Le temps des sucres #1 : récolte de l’eau d’érable

Le temps des sucres commence au Québec : c’est la période de l’année où les érablières sont exploitées. Et bien sûr, qui dit érablière dit sirop d’érable. Ce week-end, avec trois Français et grâce à un Québécois, j’ai eu la chance de découvrir le processus de fabrication artisanal du sirop, depuis l’arbre jusqu’à la crêpe (ou presque).

Point vocabulaire

Je m’approprie et utilise peu à peu le vocabulaire local, ça me fascine. Prenez des notes pour la suite, sait-on jamais.

  • Une chaudière : un seau.
  • Un ski-doo : une motoneige. C’est comme le Sopalin, on emploie le nom d’une marque. À l’origine, le ski-doo est un modèle de motoneige de la marque Bombardier.
  • Une tank : un réservoir, dans cet article ce sont des gros bidons. Un bel exemple d’anglicisme.

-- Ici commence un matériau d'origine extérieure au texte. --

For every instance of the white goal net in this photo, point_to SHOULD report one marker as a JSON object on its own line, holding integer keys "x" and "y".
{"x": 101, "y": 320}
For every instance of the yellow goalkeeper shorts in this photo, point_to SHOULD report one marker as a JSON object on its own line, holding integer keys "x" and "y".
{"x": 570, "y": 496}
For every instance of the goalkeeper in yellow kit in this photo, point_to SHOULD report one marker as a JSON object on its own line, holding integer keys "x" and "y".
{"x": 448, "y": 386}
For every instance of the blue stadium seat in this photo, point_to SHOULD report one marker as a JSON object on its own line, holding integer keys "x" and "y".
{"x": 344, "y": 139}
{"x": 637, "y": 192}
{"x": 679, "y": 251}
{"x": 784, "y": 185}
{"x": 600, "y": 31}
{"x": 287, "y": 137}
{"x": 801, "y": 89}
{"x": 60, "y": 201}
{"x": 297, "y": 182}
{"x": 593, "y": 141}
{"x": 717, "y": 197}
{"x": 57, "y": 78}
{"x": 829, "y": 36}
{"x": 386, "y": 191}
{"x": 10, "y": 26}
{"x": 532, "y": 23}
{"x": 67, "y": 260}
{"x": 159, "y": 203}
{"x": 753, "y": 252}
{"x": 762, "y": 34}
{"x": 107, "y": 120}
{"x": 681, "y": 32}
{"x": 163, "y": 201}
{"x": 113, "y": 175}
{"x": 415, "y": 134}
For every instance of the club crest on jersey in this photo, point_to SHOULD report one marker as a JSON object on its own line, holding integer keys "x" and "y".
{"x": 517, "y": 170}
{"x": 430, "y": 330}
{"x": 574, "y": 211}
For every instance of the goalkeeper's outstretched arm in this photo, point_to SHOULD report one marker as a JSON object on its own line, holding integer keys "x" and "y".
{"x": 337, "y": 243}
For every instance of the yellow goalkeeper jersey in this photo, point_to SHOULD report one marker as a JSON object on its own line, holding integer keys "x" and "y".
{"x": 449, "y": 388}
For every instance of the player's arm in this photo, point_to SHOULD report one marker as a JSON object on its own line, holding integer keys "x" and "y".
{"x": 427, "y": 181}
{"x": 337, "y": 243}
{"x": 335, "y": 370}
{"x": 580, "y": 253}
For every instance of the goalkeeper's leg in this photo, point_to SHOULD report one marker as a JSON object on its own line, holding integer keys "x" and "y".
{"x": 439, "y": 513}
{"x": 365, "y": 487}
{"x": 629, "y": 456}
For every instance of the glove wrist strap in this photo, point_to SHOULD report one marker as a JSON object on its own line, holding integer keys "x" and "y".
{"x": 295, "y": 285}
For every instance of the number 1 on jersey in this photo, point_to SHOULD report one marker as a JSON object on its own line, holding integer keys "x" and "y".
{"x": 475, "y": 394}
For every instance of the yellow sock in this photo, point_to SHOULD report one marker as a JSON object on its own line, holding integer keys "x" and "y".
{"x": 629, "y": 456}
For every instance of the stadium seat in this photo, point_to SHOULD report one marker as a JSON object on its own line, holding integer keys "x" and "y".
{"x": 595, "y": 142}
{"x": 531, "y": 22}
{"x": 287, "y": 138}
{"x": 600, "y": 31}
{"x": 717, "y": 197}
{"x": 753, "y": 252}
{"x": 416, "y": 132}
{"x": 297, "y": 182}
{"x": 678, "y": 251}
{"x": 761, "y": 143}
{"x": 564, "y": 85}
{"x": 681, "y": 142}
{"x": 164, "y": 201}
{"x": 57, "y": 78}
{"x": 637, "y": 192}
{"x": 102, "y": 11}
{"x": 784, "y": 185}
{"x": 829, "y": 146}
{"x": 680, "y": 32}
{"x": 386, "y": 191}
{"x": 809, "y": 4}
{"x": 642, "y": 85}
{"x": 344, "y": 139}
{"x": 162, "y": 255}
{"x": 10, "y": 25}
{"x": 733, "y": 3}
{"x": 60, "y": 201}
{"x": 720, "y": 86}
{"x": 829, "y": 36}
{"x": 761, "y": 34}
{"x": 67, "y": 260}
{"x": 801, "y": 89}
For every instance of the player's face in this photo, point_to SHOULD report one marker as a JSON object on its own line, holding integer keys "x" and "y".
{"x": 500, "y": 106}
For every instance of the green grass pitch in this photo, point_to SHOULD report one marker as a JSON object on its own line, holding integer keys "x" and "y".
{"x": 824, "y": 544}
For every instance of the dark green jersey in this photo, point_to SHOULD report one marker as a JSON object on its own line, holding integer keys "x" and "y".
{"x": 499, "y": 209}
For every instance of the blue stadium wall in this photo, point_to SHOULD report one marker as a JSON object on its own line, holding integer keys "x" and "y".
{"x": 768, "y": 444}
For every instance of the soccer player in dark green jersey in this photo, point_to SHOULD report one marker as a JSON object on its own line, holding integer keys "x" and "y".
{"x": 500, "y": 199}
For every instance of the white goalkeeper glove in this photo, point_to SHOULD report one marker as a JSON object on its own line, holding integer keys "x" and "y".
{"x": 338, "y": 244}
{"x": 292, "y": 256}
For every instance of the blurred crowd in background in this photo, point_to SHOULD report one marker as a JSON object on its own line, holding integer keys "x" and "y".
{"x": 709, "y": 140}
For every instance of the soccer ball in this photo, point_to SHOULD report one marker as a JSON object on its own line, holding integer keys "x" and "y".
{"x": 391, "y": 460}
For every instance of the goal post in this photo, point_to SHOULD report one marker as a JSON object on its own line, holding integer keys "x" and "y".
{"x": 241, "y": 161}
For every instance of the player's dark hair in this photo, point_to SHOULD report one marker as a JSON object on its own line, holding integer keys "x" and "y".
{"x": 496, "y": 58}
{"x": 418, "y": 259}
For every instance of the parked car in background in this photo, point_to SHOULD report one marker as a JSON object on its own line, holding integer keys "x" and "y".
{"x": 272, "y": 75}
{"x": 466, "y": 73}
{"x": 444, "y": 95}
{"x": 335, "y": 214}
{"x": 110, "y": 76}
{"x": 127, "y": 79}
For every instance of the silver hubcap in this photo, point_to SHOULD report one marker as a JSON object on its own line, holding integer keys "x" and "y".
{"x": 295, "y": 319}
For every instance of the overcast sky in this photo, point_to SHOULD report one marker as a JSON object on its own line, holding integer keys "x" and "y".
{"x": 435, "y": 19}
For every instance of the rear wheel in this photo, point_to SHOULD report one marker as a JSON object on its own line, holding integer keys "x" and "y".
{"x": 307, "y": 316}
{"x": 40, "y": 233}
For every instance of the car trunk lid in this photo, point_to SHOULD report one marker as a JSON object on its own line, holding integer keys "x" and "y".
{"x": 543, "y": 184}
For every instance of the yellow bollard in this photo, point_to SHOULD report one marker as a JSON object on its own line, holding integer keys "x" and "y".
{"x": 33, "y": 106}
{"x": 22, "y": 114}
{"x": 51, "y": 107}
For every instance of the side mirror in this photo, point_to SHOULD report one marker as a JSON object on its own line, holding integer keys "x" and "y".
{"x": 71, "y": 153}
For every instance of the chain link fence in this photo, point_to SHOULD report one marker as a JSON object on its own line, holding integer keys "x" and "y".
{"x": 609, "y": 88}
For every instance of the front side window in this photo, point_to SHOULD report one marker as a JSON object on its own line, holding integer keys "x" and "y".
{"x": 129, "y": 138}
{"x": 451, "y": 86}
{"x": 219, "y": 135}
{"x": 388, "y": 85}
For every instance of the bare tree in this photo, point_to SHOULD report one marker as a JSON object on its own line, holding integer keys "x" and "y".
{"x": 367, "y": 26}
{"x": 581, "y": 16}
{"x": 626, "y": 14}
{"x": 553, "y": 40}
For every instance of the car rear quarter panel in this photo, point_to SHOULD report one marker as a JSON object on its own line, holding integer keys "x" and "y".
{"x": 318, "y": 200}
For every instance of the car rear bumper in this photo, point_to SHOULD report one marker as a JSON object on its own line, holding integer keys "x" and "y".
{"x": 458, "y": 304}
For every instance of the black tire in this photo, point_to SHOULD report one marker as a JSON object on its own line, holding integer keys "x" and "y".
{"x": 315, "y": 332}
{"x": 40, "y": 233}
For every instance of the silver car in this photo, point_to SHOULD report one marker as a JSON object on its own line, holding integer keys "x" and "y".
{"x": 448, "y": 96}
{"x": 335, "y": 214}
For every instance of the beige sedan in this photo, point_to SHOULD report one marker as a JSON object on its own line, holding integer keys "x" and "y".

Voilà, pas pire, y’a que trois mots en fait.

L’acériculture

Contrairement à ce que certains pensent, il faut savoir que le sirop d’érable ne coule pas tel quel des arbres et que ce n’est pas non plus de la sève d’érable. Le sirop se fabrique à partir de l’eau de l’érable à sucre que l’on récolte à la fin de l’hiver et au début du printemps, et que l’on fait bouillir ensuite.

Cette activité porte le nom d’acériculture (des aceraceae, la famille des érables) et était déjà pratiquée par les Amérindiens. Elle ne peut avoir lieu que si des conditions météorologiques propices sont réunies : il faut qu’il gèle la nuit et que les températures soient douces le lendemain. C’était le cas de ce samedi ! L’eau d’érable est claire comme de l’eau de source mais très très légèrement sucrée. Il s’agit de l’eau qui est absorbée par les racines, tandis que le sucre provient de l’amidon de l’arbre. C’est l’alternance des températures négatives et positives qui permet à l’eau de monter puis de s’écouler de l’arbre. La récolte se termine quand la sève monte et remplace l’eau.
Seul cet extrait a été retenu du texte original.